The Man-Thing proved to be most durable during the horror craze which erupted at Marvel Comics in the early 70's. The character unlike Dracula, Werewolf, and Frankenstein was not part of an immediately recognizable cache of creatures apart from Marvel and for whatever reason seemed to fuse more easily into the MU. That helped when Steve Gerber left his baby and it fell into other hands.
Man-Thing had always been centered in the swamps of the Everglades but in his finale Gerber and new artist Jim Mooney tried to fish him out of the swamps and put him on the move with longtime loser Richard Rory who also happens to commit kidnapping in one of the most stupid crimes ever recorded in the Marvel Universe.
They send him to Atlanta where the swamp critter fights evil, psychic vampires, and such like things with gusto.
Eventually though the plug gets pulled and the when Gerber retires from the series, the show ends its run with a tale infamous for including the writer in a significant way.

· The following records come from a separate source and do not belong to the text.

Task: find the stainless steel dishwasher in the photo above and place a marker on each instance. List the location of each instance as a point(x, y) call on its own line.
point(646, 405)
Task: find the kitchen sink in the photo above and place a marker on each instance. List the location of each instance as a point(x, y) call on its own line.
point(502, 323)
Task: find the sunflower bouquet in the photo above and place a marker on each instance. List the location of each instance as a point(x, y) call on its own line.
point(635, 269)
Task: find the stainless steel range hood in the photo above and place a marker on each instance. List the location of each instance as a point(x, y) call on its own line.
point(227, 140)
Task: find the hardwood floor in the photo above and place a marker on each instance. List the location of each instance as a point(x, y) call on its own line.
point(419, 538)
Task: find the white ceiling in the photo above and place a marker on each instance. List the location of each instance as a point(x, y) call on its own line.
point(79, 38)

This fourth-wall breaking stuff has a certain charm I admit, but I've always found this instance somewhat self-indulgent and overwrought. Appreciated it better on this reading than I remember it, but still it seems a bit much.
Man-Thing then enters a phase of guest-starring around the Marvel Universe, but not before getting one solo tale in the back pages of The Rampaging Hulk, spelling Bloodstone for an issue.
Manny's not the best guest-star, but he fits in well enough in stories in Marvel Team-Up and Marvel Two-In-One.
In the 80's, Jim Shooter and his new cadre bring the murk monster back in his own comic and a new The Man-Thing number one.
Chris Claremont takes over as writer on the series as Don Perlin settles in as artist and the Man-Thing becomes part of Claremont's mystical mini-verse alongside Doctor Strange, even crossing over into Doc's own comic.
When it comes time to bid farewell to Man-Thing once again, Claremont pulls the same stunt that Gerber had done and writes himself into the story in a major way. It's not as annoying this second time as I realize he's just riffing on Gerber's earlier take, but still it allows the series to end with a whimper and not even a small bang. It just sort of shuffles off quietly, which is weirdly appropriate I suppose.
Rip Off
There's something about the art on all these issues that takes me straight back to the 1970s. There was something in the air, at itinerant fairs with the airbrush Frazetta copies and big wheel stickers that were on all the three-ring binders. Though not the same in style or tone, the art I see in this post embraces that same feeling!